F1 and AWS start analysis to show viewers who are fastest off the grid

The 2012 F1 season was won by Sebastian Vettel during his all-conquering Red Bull years, but people often say it was Fernando Alonso’s biggest year in F1 and that he deserved more of the World Championship, but an extremely slow Ferrari. were influenced by. Somehow despite the hurdle, he managed to take the fight for the world title to the final race. A large part of Alonso’s success lay in his rocket start, which pushed him far beyond his qualifying position on the first lap. Alonso was widely considered at the time and is still considered perhaps one of the fastest starts in F1, but this assumption was based on what we all saw on television and what the end result was, but Now what was happening inside the car.

Rob Smedley, who was in the neighboring garage as chief race engineer to Alonso’s teammate Filip Massa, is today lead engineer in F1 at Liberty Media and his team worked with Amazon Web Services (AWS) on a new insight Which has just finished beginning. The Turkish GP said the – start analysis – aimed to uncover the same data that gave spectators a perception of Alonso’s prodigious talent in a more data-centric way.

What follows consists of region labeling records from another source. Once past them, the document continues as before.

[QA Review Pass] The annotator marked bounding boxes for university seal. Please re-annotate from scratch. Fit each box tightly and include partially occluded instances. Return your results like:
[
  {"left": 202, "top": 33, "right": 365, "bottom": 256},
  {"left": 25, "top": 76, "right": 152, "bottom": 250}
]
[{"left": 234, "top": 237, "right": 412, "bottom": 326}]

“So we can often look at, from a macroscopic point of view, drivers who start well, and how they start well, where, sometimes those of you get a sense of whether or not they spin the wheel, or which Also and always people will get down in the first corner first and you know, find that hole in traffic, you know, they get to suck. So that’s the really exciting part of the grand prix. It’s as exciting as qualifying as a whole. Because you have 20 cars on the track and they’re all going into that first corner,” Rob Smedley said in an exclusive interview with carandbike.com.

“Now, what we wanted to do was we wanted to get under the skin of that, so instead of having this big, wide-open macroscopic view, and doing that from TV imagery, or interpreting it from TV imagery, we wanted to get under the skin.” Get under and look at zero 100 times, which is largely the time when all the actions start, when the drive is really, when they have a lot of concurrent actions,” he said.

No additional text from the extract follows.